Prior to implementation, eight patients were inappropriately admitted to hospital with pseudohyperkalaemia compared with no such admissions in the postimplementation period. A similar trend occurred with GPs, where repeat blood testing was carried out following the identification of a falsely elevated serum potassium concentration. There were 14 such cases prior to the implementation. In contrast, only six cases were observed in the postimplementation period.

Discussion

The findings from our study have demonstrated that the timely centrifugation of blood samples originating from primary care not only improves sample quality, but also improves the patient care pathway. We observed a significant decrease in the number of samples exhibiting hyperkalaemia, with a concurrent increase in the number of samples exhibiting normokalaemia. Consequently, there has been a reduction in the number of cases of presumed pseudohyperkalaemia. The centrifugation of samples in primary care enables GPs and laboratory staff to have more confidence in the potassium results obtained and allows appropriate follow-up of hyperkalaemia. The number of actual cases of patient admission and GP follow-up due to pseudohyperkalaemia has decreased as a result of the implementation.
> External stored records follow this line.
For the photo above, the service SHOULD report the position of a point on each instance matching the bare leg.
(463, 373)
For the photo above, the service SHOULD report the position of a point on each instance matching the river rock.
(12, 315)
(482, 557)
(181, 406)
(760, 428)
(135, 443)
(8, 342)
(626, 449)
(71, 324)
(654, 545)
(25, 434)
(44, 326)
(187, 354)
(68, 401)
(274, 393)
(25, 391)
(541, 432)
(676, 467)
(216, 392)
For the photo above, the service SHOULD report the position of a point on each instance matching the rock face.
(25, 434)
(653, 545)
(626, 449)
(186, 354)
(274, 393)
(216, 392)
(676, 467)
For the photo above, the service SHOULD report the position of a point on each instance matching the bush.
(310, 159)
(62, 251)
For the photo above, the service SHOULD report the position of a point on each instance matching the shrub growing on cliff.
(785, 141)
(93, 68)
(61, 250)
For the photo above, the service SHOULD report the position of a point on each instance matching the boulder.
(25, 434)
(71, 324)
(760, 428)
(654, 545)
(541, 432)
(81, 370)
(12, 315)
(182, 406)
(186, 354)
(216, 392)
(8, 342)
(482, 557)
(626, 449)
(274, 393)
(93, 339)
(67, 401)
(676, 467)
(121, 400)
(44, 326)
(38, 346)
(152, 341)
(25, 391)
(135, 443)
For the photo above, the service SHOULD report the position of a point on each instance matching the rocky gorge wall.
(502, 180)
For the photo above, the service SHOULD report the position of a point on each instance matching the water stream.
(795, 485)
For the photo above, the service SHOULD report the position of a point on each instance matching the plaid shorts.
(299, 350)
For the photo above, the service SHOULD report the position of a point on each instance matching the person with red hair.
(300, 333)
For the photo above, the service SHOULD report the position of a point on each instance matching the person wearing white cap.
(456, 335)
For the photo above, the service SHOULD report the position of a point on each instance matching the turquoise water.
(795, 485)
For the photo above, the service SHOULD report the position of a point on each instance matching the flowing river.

In addition, as training and education were gradually rolled-out to all GP practices, the handling of samples and centrifugation improved significantly. This has since resulted in further decreases in the number of cases of pseudohyperkalaemia. Importantly, the number of true hyperkalaemia cases identified increased, where previously they may well have been overlooked and ascribed to delays in sample separation. The observations from this study are consistent with previously published data highlighting that the rapid centrifugation of blood samples improves the quality of results reported by laboratories. ^3,5,6

In addition to the obvious improvements in patient management, there were many other benefits to both primary care and the laboratory. Centrifugation in practices has the potential to reduce the number of repeat bloods required. This approach also reduces time constraints on the GP practices regarding the timing of blood collection and sample transport to the laboratory.

In conclusion, we have shown that centrifugation of blood samples in primary care improves the quality of results obtained, and positively impacts on patient care.